七歳のころは、うんと見上げなければならなかった顔も、背伸びをすれば届くほどになっていて、記憶よりもずっと精悍な顔をした男のひとに、エトの胸はどくんと音を立てました。
「僕が破った掟は、半人前のくせに外の世界を覗いたことだ。そのせいでいくつかの星が落ちてしまった。僕はあわてて追いかけて、だけどキミの両親の星は落ちてしまって、小さな星だけはなんとか拾うことができた。そう思った」
けれど、小さな星は欠けてしまっていて、不完全な状態。
怒った天の神さまは、半人前のヴォワラクテから名前を取り上げ地に放ち、星のカケラを探してくるように命じたのでした。

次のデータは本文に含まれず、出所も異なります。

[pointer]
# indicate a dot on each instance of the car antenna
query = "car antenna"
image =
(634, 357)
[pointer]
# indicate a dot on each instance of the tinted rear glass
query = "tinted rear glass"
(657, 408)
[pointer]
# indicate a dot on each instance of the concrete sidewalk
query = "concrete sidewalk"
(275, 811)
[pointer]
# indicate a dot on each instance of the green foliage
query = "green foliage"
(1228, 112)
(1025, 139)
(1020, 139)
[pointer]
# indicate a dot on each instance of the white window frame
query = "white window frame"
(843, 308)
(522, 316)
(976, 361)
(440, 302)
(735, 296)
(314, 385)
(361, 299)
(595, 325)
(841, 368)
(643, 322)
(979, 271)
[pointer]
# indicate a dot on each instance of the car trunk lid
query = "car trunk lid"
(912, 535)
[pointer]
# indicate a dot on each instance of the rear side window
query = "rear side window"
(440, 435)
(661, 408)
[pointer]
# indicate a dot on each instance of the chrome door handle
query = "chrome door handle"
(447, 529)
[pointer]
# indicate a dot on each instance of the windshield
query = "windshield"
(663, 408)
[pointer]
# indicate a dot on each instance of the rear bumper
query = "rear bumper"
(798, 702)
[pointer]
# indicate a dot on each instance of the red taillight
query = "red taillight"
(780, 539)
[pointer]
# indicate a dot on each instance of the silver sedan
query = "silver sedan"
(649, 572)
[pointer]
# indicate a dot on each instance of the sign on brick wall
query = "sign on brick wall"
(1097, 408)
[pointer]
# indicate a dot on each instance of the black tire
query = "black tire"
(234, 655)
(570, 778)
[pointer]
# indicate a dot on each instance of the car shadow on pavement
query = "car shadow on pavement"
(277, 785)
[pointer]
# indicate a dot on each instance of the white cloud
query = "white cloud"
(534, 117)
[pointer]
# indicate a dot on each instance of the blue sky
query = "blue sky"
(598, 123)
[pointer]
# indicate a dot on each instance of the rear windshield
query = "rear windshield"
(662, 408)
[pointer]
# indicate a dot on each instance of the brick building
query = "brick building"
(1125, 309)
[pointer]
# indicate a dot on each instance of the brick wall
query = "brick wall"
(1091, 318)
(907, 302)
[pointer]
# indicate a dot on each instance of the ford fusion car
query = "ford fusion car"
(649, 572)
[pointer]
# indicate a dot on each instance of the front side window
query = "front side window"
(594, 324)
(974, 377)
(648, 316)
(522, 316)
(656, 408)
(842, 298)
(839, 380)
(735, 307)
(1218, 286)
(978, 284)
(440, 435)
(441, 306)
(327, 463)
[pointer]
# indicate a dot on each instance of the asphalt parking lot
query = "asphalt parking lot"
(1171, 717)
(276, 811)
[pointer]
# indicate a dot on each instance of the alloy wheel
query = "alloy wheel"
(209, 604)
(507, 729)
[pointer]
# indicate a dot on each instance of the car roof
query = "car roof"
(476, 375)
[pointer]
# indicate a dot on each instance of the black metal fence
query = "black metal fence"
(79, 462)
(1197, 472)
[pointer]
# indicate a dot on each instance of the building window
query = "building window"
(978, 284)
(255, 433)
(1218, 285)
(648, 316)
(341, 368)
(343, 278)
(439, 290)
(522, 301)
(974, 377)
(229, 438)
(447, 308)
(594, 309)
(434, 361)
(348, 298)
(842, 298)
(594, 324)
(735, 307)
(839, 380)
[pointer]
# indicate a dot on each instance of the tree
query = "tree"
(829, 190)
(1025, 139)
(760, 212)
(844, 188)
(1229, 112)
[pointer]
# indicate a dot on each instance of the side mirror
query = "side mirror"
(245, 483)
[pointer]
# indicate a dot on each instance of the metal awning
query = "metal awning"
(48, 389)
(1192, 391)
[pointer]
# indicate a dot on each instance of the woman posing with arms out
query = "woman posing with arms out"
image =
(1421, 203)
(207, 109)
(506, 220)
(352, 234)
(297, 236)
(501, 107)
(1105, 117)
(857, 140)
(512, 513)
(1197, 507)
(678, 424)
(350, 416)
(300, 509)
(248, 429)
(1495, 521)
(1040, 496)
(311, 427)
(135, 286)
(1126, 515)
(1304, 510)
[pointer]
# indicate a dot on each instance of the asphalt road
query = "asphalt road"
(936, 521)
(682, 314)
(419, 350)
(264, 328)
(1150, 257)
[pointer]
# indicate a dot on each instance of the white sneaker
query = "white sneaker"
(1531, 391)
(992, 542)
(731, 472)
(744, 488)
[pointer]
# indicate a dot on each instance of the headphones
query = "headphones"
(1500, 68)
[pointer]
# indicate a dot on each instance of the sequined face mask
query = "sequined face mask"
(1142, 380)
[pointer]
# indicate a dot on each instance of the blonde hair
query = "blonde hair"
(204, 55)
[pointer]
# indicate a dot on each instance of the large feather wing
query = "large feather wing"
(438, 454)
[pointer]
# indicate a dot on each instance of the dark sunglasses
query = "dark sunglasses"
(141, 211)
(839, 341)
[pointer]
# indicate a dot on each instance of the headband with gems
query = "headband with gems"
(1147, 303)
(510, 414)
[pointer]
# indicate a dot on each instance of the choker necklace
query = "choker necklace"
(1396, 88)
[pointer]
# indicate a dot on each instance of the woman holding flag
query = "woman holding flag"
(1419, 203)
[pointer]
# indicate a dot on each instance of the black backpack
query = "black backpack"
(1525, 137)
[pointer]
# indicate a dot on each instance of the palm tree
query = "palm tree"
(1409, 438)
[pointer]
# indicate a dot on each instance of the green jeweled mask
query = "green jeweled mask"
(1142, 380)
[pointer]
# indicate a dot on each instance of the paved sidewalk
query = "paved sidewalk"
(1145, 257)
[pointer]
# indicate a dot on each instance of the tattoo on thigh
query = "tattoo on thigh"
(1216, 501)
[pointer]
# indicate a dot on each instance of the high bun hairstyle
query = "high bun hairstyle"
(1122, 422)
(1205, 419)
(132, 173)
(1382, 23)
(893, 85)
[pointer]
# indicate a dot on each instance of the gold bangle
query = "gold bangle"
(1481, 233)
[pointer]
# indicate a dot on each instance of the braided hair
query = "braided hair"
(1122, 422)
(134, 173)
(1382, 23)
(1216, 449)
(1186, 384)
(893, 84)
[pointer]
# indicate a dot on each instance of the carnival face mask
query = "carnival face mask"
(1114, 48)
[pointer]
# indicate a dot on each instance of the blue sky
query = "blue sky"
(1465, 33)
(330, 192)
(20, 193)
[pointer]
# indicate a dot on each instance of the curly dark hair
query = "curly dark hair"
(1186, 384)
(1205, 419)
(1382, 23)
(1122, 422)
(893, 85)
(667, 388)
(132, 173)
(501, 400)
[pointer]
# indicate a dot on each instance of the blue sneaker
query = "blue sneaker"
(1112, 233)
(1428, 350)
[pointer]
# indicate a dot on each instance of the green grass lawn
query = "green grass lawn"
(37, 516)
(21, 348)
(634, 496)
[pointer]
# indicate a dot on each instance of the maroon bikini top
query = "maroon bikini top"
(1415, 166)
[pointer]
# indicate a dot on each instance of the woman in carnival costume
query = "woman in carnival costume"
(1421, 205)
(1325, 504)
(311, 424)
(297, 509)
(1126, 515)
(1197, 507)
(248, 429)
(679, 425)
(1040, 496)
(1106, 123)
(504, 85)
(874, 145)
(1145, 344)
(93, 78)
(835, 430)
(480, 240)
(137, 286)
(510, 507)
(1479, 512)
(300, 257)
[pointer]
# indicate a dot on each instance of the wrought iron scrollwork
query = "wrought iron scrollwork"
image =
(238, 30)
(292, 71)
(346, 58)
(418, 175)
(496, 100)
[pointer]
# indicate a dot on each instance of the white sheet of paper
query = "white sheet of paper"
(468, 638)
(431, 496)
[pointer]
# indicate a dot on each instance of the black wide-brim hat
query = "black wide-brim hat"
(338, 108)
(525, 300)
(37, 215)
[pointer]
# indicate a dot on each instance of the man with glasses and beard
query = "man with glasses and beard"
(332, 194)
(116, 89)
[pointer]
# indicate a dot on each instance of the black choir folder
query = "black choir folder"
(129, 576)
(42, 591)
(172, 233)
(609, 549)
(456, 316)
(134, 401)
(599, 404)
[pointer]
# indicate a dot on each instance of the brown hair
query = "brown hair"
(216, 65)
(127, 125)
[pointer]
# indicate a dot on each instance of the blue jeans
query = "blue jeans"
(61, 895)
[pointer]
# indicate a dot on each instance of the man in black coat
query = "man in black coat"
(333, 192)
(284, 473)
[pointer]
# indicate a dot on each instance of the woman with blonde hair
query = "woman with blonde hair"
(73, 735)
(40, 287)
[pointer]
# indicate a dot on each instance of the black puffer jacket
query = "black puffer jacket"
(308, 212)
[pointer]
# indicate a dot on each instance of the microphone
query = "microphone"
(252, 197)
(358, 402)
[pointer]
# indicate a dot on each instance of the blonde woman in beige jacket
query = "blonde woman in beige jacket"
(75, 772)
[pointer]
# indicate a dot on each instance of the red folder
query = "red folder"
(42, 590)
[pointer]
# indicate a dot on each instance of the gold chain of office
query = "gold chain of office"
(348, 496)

「そして僕はあの日、キミに会った。僕が失くした星を見つけた」
「星? わたしが?」
「エトワール。それがキミの本当の名前だろう? 僕が落として、探していた大事な星だ」
赤い髪のヴォワラクテが、エトの手を取って言いました。
「キミが僕に名前をくれたように、僕もキミに名前をあげるよ。エトワール、一緒に帰ろう」
「帰る? どこへ」
「もうすぐ一年がおわってしまう。時間がない。扉が閉まるまえに行かなくちゃ」
だからどうか、僕の名前を呼んで。
懇願するように囁かれて、エトワールは、十年のあいだ胸に秘めていた大切な名前をくちにしました。